Was steckt dahinter? In den ersten sechs Jahrzehnten des Bundestages lag dessen Mitgliedszahl stets nahe am gesetzlichen Orientierungsrahmen. Zumindest schrumpfte er im Laufe der Wahlperiode darauf zu. Denn wenn Inhaber von Überhangmandaten ausschieden, rückte für sie niemand nach. In ihren Rechten und Pflichten unterscheiden sich solche Politiker nicht von ihren Kollegen. Sie haben in ihrem jeweiligen Wahlkreis genauso die meisten Stimmen bekommen wie alle anderen. Wenn aber in ihrem Bundesland die Zahl der über die Erststimme direkt gewählten Abgeordneten die Gesamtzahl der Mandate überschreitet, die ihr entsprechend ihrem Anteil an den Zweitstimmen zusteht, bildet die Differenz die Zahl der Überhangmandate.

Bis zu den Wahlen 2009 wurde dies als unproblematisch betrachtet. Mal profitierte die eine, mal die andere Volkspartei davon. Doch 2012 verfügte das Bundesverfassungsgericht, dass Überhangmandate durch Ausgleichsmandate für die anderen Parteien kompensiert werden müssen, damit sich die Zweitstimmen-Kräfteverhältnisse im Bundestag genau abbilden.

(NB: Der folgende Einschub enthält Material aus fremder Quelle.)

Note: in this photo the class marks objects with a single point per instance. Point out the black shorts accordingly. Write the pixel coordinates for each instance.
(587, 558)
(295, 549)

Der Effekt schien zunächst unproblematisch zu sein: Der nächstgewählte Bundestag hatte 2013 lediglich neun Sitze mehr als der nach altem Recht. Doch 2017 schnellte die Mandatszahl auf 709 hoch. Das hängt damit zusammen, dass die Volksparteien kleiner, die kleinen Parteien größer wurden. Dann kann es leicht passieren, dass eine Partei viele Wahlkreise mit gerade mal 30 Prozent der Erststimmen gewinnt und damit 70, 80 oder 90 Prozent der Direktmandate im jeweiligen Bundesland einsammelt, obwohl sie laut Zweitstimme nur 30 Prozent bekommen soll. Deshalb waren 2017 schon 65 Ausgleichsmandate fällig.

Wie schon sein Vorgänger Norbert Lammert mahnte Bundestagspräsident Wolfgang Schäuble eine dringende Reform an, um die Arbeitsfähigkeit des Bundestages zu erhalten. Doch die Parteien verhakten sich. Die Parteien mit vielen Überhangmandaten versuchten, bei den Ausgleichsmandaten zu kürzen, die Parteien, die fast ausschließlich von den Zweitstimmen leben, versuchten bei den durch Erststimmen entstehenden Mandaten zu kürzen. Am Ende kam ein Mini-Reförmchen heraus, wonach lediglich drei Überhangmandate nicht ausgeglichen werden sollen.